The beginning of the project came about upon finding an image published in a magazine, of a house with rationalist architecture in the middle of a desert. The picture intrigued me, and when searching out its origins, different layers of a complex story began to reveal themselves. Such dissimilar elements such as vernacular architecture from the north of Africa, the Berber culture, the legacy of the Roman Empire, the fascist cinematographic machinery, La Mostra Triennale delle Terre Italiane d’Oltremare of 1940, the participation of FIAT in the colonial expansion, or the promotion of the tourist industry in the colonies. I try to string some of these elements together in the different pieces that form part of the project: the formal ones in the case of the sculptures, the narrative ones in the case of the video.
Rome welcomed me on March 30th with a sunny afternoon. After having spent an entire year in the cold temperatures of Holland, returning to my mother tongue and the warmth of the Mediterranean made my adaptation very easy, in spite of being the last to arrive.
I arrived late and was well aware that three months of scholarship were not going to take me very far. I entered the Academy with the firm determination to work with a clear objective, based on references that I had brought with me, and to avoid diversions and distractions. But if you have curiosity, Rome gets into you and doesn’t let you leave.

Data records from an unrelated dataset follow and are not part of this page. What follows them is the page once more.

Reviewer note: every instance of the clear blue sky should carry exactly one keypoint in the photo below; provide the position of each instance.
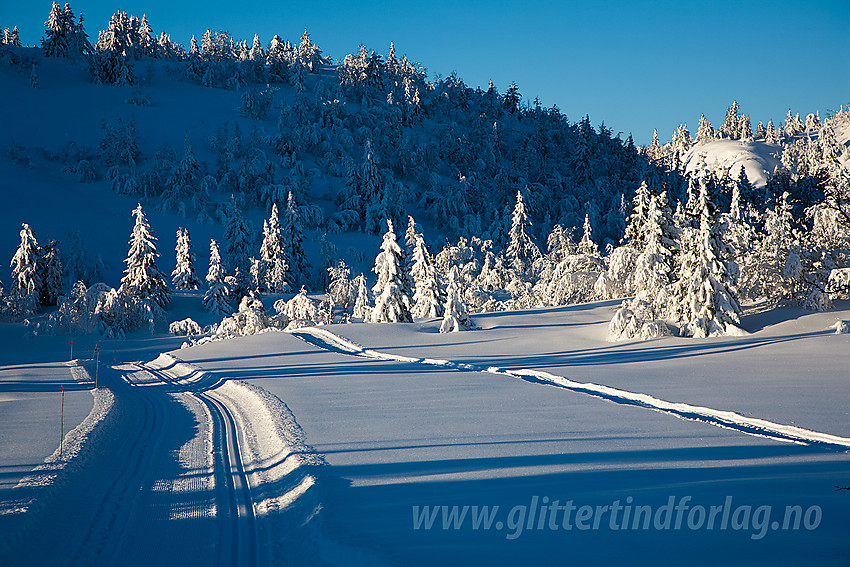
(635, 64)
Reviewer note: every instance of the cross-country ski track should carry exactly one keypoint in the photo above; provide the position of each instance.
(325, 339)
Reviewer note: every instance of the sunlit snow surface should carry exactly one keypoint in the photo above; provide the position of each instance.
(403, 434)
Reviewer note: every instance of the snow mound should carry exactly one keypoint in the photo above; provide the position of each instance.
(841, 327)
(759, 159)
(719, 418)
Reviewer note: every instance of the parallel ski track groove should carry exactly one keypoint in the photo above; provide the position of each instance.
(233, 489)
(118, 502)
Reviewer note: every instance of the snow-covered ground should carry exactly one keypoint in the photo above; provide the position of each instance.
(401, 435)
(759, 159)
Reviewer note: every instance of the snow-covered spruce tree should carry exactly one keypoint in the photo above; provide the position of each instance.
(273, 265)
(142, 278)
(559, 244)
(216, 299)
(293, 240)
(455, 317)
(704, 297)
(411, 235)
(59, 35)
(771, 266)
(183, 277)
(642, 316)
(237, 253)
(586, 245)
(26, 288)
(300, 310)
(340, 289)
(637, 220)
(251, 318)
(428, 297)
(392, 305)
(362, 309)
(521, 252)
(50, 270)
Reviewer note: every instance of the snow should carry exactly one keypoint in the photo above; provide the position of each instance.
(413, 418)
(758, 158)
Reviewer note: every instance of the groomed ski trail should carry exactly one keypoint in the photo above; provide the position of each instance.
(327, 340)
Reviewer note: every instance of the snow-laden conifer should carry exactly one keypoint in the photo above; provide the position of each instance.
(428, 297)
(391, 303)
(51, 273)
(521, 252)
(586, 245)
(293, 239)
(142, 278)
(362, 309)
(273, 264)
(455, 317)
(216, 298)
(705, 297)
(26, 287)
(183, 277)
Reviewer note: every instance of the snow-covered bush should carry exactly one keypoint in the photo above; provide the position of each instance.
(185, 328)
(636, 319)
(455, 316)
(250, 319)
(300, 309)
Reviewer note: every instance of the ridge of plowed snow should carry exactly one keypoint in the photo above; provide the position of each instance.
(727, 419)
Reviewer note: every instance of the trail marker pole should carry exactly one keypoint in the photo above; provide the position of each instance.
(62, 423)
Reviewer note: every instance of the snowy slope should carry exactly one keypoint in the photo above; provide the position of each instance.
(758, 158)
(402, 434)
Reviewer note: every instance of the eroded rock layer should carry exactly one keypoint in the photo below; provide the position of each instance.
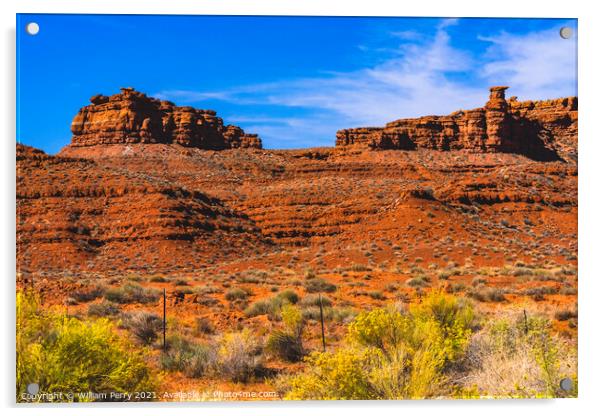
(541, 130)
(133, 117)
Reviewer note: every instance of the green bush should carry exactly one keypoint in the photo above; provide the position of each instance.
(392, 354)
(519, 356)
(64, 354)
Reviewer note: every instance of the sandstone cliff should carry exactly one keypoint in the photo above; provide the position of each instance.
(541, 130)
(133, 117)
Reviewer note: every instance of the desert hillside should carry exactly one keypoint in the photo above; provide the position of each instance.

How to trace a line between anecdote and what is important if everything seemed important? How to discern between noise and signs, if you are surrounded by signs left, over a period of 30 centuries?
Entruscan burials reroute my thoughts towards unforeseen places, while the opus reticulatum returns me to my original path. The grotesque frescos of the Domus Aurea sparked my imagination; the rationalist architecture of the EUR zone grounded me.
Over two thousand years ago Tibulo baptised Rome as Urbs Aeterna. I would need almost an eternity to discover and simulate all that Rome promises.